4) Egemen bir devletin kendi topraklarında yaşayan azınlıklara kendi vatandaşlarından farklı bir hukuk uygulayarak çoğunluğa dahi tanımadığı birtakım ayrıcalıkları onlara tanımak suretiyle özel bir statü vermesi, Anayasa'nın 10. maddesine (eşitlik) açıkça aykırıdır. (s.2)
Yanlış. Üstelik, "çoğunluğa dahi" deyişi vahim. Negatif-pozitif hak ayrımını bilmiyor. Azınlıklar hukukunda negatif hak çoğunluğa hatta ülkede bulunan herkese verilen haklardır: seyahat, vs. Pozitif hak ise yalnızca dezavantajlı gruplara (burada: azınlıklara) verilir; çoğunluğa verilmez: kendi okulunda ve kilisesinde kendi dilini ve dinini okutmak, vs.
Birden, Anayasa Mahkemesi'nin 1994 DEP'i kapatma kararı aklıma geldi. Orada da negatif-pozitif hak ayrımı bilmezlikten geliniyor ve üstelik, çoğunluğa mensup vatandaşlar 1. sınıf, azınlığa mensupları da 2. sınıf sayılıyordu (bkz. benim Türkiye'de Azınlıklar kitabım, s.96). Demek ki bu durum yüksek yargı mensuplarımız arasında çok yaygın.
Diğer yandan "özel statü vermek anayasaya aykırıdır" diyor. Hiç anlayamadım. Türkiye'de gayrimüslim azınlıklara bu "özel statü" Lozan'ın 37. ilâ 44. maddeleri arasında zaten verilmiş.
5) Bu nedenle, Patrikhanenin ekümenik olduğu iddiasının yasal bir dayanağı bulunmamaktadır. (s.2)
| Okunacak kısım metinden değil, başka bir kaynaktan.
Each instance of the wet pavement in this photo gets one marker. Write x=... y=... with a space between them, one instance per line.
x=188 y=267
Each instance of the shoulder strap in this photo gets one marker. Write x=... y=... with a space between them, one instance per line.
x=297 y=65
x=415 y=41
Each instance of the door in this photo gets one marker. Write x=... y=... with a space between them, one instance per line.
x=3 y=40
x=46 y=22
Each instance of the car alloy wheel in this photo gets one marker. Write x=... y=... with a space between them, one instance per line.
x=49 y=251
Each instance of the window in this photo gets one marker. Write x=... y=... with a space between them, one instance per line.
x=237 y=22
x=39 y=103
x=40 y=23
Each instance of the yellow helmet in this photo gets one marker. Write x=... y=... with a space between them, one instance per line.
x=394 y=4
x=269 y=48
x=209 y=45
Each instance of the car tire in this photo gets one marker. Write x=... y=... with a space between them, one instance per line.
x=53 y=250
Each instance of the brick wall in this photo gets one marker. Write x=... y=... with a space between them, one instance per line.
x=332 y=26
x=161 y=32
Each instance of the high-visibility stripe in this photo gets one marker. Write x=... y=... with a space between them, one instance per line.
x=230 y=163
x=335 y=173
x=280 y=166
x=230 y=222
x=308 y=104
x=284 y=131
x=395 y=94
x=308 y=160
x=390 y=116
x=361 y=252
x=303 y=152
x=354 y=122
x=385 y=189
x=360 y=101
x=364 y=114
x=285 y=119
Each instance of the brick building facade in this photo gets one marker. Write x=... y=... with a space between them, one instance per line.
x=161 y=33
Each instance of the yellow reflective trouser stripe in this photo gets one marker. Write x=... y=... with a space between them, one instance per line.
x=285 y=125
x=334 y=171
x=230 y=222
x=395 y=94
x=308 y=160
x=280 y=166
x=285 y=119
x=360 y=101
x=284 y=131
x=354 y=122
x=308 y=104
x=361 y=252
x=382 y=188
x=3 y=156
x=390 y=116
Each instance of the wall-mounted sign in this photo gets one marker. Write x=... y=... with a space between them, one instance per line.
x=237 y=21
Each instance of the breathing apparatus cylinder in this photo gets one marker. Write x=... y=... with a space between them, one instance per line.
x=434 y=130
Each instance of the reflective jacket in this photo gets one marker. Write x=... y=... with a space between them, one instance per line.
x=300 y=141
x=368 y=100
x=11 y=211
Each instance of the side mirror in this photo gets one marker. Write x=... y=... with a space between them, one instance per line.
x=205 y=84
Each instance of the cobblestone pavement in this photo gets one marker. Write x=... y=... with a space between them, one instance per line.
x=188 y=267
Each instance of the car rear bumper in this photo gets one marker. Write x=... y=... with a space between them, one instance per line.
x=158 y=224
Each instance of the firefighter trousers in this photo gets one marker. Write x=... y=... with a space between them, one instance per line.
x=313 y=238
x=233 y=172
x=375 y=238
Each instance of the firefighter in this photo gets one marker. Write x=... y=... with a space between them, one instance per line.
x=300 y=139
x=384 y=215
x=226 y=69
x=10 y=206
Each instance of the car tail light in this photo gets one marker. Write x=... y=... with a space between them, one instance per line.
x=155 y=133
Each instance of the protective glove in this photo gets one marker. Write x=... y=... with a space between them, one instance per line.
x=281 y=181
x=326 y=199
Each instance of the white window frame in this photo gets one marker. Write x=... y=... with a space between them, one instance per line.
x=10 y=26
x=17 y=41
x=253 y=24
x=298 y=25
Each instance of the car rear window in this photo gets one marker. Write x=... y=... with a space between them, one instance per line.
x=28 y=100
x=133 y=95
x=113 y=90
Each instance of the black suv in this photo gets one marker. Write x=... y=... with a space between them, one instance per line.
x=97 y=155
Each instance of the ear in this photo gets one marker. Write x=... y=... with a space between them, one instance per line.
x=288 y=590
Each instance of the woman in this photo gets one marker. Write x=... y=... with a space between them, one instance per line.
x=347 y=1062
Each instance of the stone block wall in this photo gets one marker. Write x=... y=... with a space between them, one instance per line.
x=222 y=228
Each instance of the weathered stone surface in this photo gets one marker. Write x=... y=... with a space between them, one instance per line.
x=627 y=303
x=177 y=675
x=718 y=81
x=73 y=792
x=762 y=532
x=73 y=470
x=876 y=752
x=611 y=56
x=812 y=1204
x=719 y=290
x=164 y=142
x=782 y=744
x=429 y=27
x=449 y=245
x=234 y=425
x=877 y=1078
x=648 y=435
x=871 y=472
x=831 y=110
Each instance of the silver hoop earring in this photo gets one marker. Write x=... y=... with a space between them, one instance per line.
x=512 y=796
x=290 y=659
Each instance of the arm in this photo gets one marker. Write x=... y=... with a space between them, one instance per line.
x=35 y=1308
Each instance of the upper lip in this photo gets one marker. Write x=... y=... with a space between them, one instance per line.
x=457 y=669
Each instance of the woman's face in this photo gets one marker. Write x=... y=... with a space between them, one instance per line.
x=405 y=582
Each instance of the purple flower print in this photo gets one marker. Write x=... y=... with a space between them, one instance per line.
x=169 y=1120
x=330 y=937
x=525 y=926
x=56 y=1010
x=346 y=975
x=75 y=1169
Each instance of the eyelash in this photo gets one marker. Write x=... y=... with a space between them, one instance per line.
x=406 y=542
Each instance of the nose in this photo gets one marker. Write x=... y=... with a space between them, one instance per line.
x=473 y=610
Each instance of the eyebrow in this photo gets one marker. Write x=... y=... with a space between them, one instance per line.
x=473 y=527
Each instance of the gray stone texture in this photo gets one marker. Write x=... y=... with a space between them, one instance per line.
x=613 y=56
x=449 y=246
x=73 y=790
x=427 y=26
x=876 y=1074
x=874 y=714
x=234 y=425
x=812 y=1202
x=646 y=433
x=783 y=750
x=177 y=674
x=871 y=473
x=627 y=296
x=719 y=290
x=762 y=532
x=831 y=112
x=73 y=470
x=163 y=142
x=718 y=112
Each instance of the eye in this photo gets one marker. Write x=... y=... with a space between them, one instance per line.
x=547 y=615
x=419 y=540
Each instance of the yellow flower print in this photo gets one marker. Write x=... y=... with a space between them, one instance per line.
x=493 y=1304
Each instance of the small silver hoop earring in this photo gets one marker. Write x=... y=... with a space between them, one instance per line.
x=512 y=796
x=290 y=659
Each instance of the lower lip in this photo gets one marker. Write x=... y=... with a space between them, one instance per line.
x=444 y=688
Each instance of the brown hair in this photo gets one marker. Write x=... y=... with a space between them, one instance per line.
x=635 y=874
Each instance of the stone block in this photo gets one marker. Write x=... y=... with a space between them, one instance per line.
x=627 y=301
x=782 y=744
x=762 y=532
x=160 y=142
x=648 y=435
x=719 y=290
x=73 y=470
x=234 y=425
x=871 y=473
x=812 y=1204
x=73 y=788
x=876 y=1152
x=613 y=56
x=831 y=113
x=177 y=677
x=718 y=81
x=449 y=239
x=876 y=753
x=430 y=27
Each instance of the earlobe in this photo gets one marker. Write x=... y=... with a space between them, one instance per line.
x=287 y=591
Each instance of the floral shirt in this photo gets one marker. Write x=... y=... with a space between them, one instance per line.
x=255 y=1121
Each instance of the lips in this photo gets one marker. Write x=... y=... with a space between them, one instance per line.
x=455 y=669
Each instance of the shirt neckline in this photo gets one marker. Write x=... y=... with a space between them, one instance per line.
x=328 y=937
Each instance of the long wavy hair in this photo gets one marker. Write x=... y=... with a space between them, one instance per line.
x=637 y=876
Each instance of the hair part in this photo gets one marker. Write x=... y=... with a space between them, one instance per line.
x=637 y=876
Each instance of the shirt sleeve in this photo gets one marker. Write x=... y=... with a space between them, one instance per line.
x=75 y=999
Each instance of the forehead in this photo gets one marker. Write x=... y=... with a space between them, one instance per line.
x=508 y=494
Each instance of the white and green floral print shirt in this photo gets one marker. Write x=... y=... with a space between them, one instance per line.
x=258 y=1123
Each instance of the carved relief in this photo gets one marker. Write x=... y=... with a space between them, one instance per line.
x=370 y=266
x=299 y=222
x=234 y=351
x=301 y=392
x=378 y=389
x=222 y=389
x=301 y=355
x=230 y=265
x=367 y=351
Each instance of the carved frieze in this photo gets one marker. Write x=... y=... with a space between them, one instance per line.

Zurnanın zırt dediği deliğe geldik sonunda. Yarabbi, biz Ortodoks İlahiyatı'na nasıl karışıyoruz? Diyanet İşleri Başkanlığı mı bu? Ankara Valisi N.Tandoğan, huzuruna komünizmden getirilen bir gence 1930'larda "Ulan, komünist olmak gerekirse önce biz oluruz, sen kim oluyorsun!" demiş bu ülkede ama, "Ortodoks olmak" konusunda da aynı şeyin üstelik 2007'de söylenebileceğini doğrusu düşünemezdim... (BO/TK)
* Baskın Oran'ın yazısı haftalık Agos gazetesinde, 29 Haziran 2007'de yayınlandı.